Modern Jewry and the Arts
2000–2001
This fellowship year originated as an attempt to address two lacunae in two disparate fields: the lack of attention to the arts and artistic production within Jewish studies, and the lack of interdisciplinary investigation within the study of the arts, a field that is traditionally compartmentalized by medium and genre. Richard I. Cohen and Ezra Mendelsohn, who proposed the theme, hoped to address these gaps by bringing together scholars from a wide range of disciplines to explore the complex relationship between Jews, the arts, and Jewish culture.

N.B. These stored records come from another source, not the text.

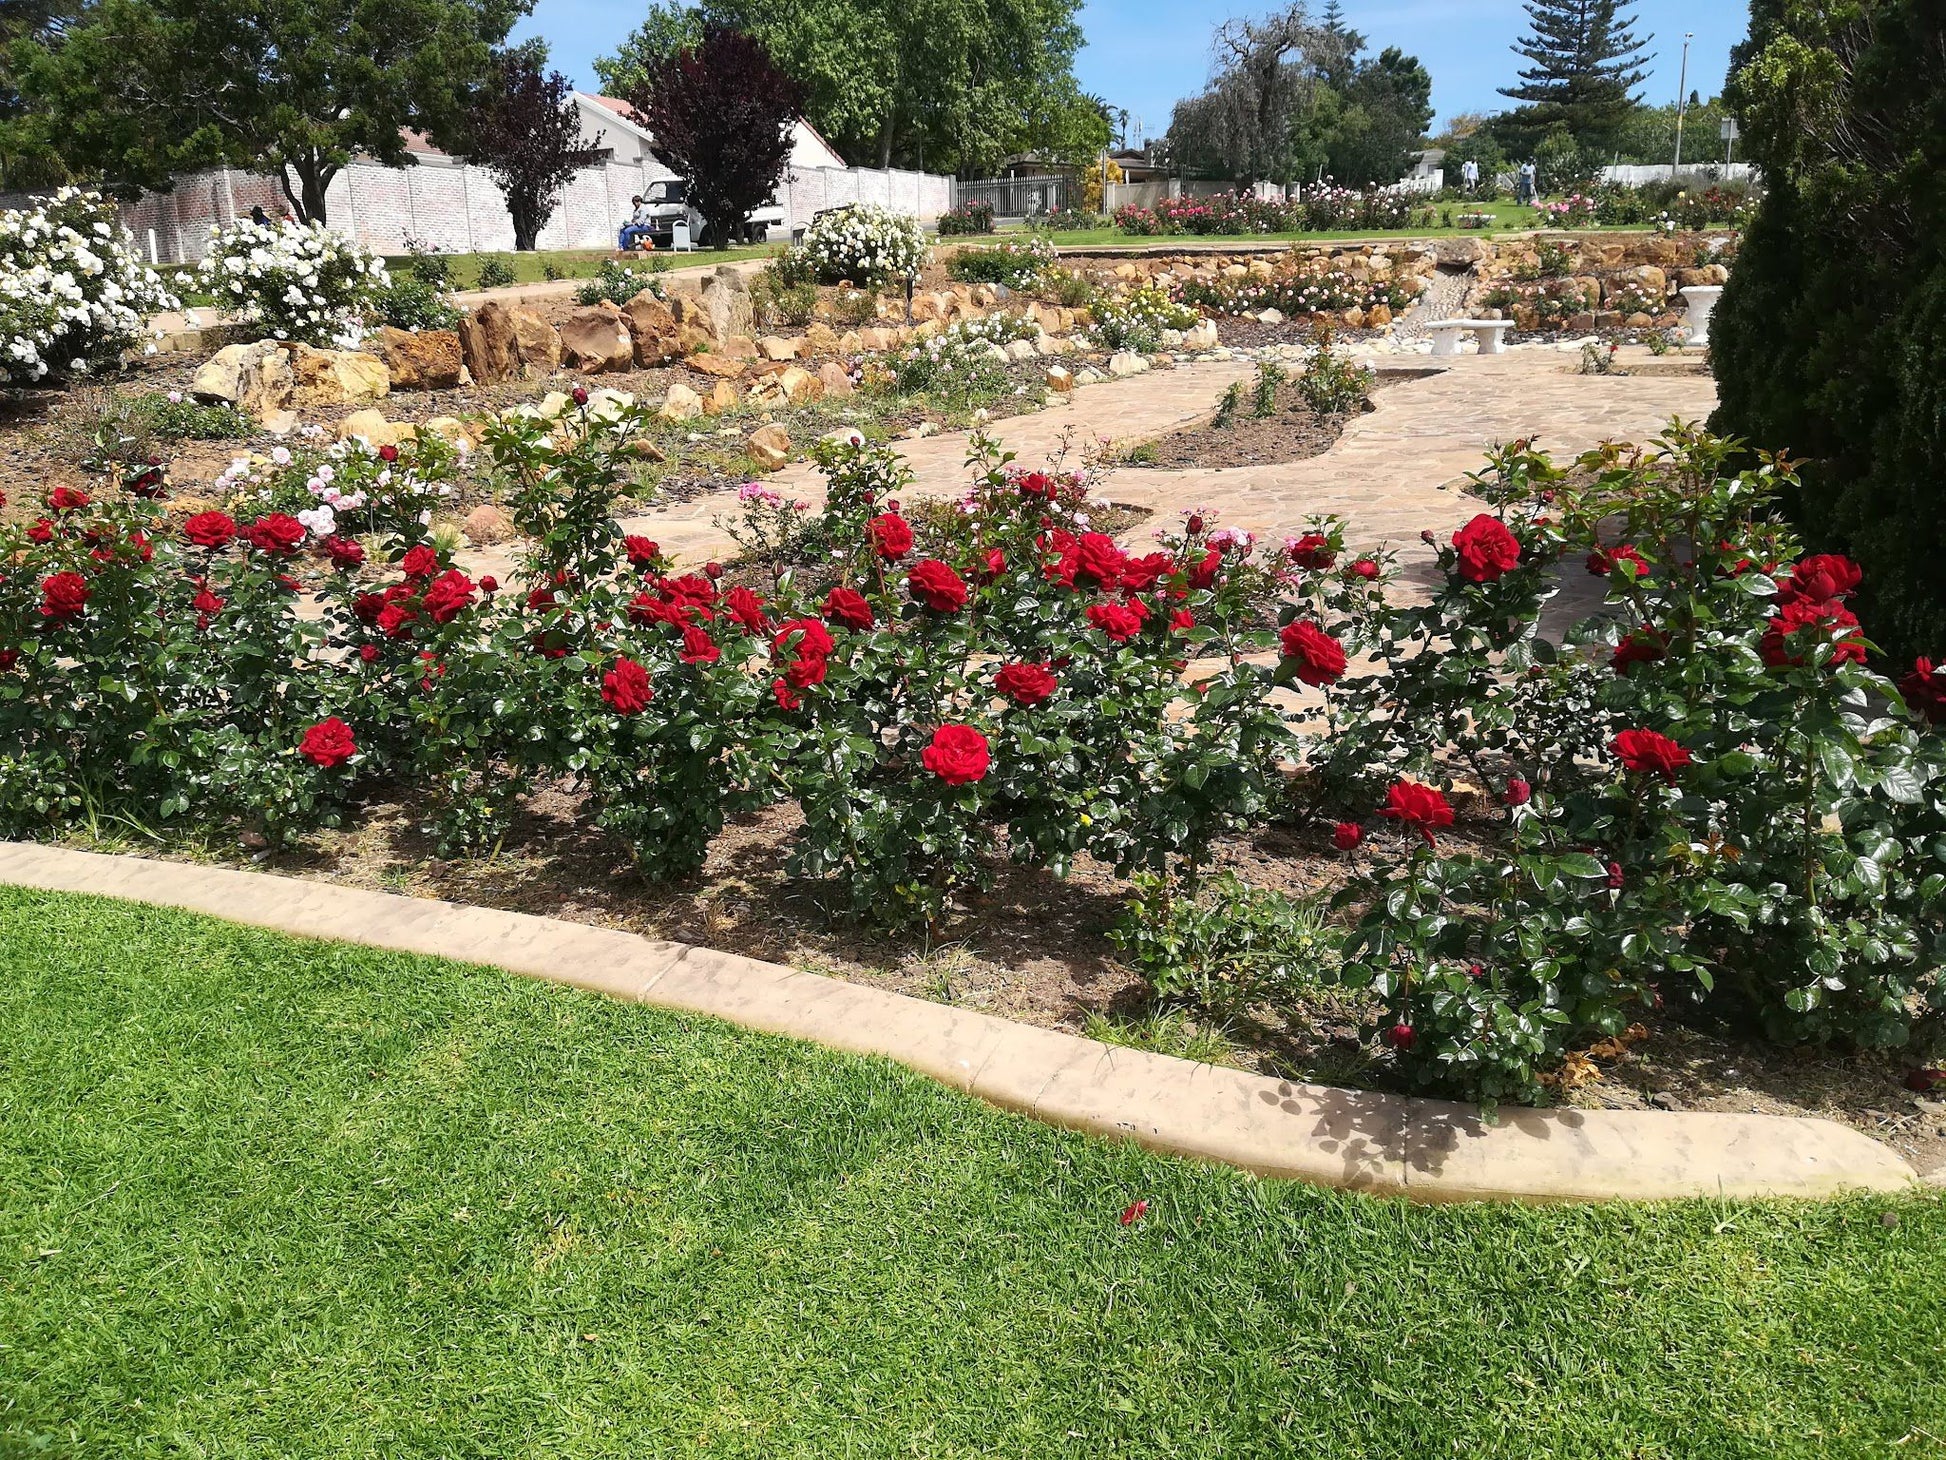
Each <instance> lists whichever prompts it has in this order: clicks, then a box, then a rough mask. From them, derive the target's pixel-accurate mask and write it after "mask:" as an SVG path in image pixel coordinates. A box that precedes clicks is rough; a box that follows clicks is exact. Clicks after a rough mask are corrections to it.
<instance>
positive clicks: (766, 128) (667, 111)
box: [629, 25, 802, 249]
mask: <svg viewBox="0 0 1946 1460" xmlns="http://www.w3.org/2000/svg"><path fill="white" fill-rule="evenodd" d="M800 101H802V95H800V91H798V84H796V82H792V80H790V78H788V76H784V72H780V70H778V68H776V64H775V62H773V60H771V55H769V53H767V51H765V49H763V47H761V45H759V43H757V41H753V39H751V37H747V35H743V33H741V31H732V29H724V27H716V25H712V27H710V29H706V31H704V33H703V43H701V45H697V47H693V49H687V51H677V53H675V55H671V56H669V58H667V60H664V62H662V64H660V66H654V68H652V70H650V72H648V78H646V80H644V84H642V86H640V88H636V90H634V91H631V95H629V105H631V107H634V111H636V115H638V117H640V121H642V125H644V127H646V128H648V130H650V132H654V136H656V154H658V156H660V158H662V160H664V162H666V164H667V165H669V167H673V169H675V171H677V173H681V175H683V177H687V179H689V202H691V206H693V208H695V210H697V212H701V214H703V220H704V224H706V226H708V237H710V241H712V243H714V245H716V247H720V249H726V247H730V239H732V236H738V234H741V232H743V228H745V224H747V220H749V214H751V212H753V210H755V208H761V206H763V204H765V202H767V201H769V197H771V195H773V193H775V191H776V183H778V179H782V175H784V165H786V164H788V162H790V125H792V121H796V117H798V107H800Z"/></svg>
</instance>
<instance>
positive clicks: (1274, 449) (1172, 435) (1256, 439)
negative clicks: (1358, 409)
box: [1119, 382, 1372, 471]
mask: <svg viewBox="0 0 1946 1460" xmlns="http://www.w3.org/2000/svg"><path fill="white" fill-rule="evenodd" d="M1243 391H1245V393H1243V405H1242V407H1240V409H1238V413H1236V415H1234V417H1232V419H1230V420H1228V422H1224V424H1218V422H1216V420H1214V419H1212V417H1210V419H1203V420H1197V422H1193V424H1189V426H1183V428H1181V430H1171V432H1170V434H1168V436H1156V438H1154V440H1146V442H1136V444H1135V446H1129V448H1125V450H1123V454H1121V457H1119V465H1125V467H1152V469H1158V471H1185V469H1191V467H1197V469H1208V467H1259V465H1275V463H1280V461H1304V459H1306V457H1312V456H1323V454H1325V452H1329V450H1331V444H1333V442H1335V440H1337V438H1339V436H1343V434H1345V422H1347V420H1349V419H1351V417H1347V415H1319V413H1317V411H1314V409H1312V407H1310V405H1308V403H1306V401H1304V397H1302V395H1300V393H1298V389H1296V385H1280V387H1279V391H1277V405H1275V409H1273V411H1271V415H1263V417H1259V415H1257V413H1255V397H1253V395H1251V393H1249V383H1247V382H1245V385H1243ZM1364 409H1366V411H1370V409H1372V403H1370V401H1366V405H1364Z"/></svg>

There ensued a productive interchange between those in Jewish studies, whose disciplinary emphases are history and textual studies, and those in fields dedicated to the study of the arts, but rarely of Jews. Scholars working on Hebrew and Yiddish theater exchanged ideas with those studying such artists as Mark Antokolski, Maurycy Gottlieb, Max Liebermann, Ben Shahn, and R. B. Kitaj. An analysis of the Jewish Palestine Pavilion at the New York World’s Fair, 1939/1940, was enriched by work on the emergence of Tel Aviv as the first “Hebrew” city. Research on music ranged from the emergence of Mediterranean Israeli music and new popular music in American Orthodox circles to Yiddish children’s songs in the Soviet Union and Paul Robeson‘s renditions of Hasidic songs. Fellows were exposed to differences in methodology as a literary scholar analyzed Hôtel Terminus, a film by Marcel Ophüls, and a theater historian demonstrated how to research the emergence of Yiddish film on the Lower East Side during the first years of the twentieth century. The group discussed topics rarely considered in Jewish studies, such as dance, as well as more established subjects, such as the aesthetic theory of Franz Rosenzweig or the fate of Nazi stolen art. The year-long conversation between Jewish studies scholars and scholars of the arts did much to enrich the fields and perspectives of both. Some of the research accomplished during the fellowship is collected in the volume The Art of Being Jewish in Modern Times (2007), edited by Barbara Kirshenblatt-Gimblett and Jonathan Karp.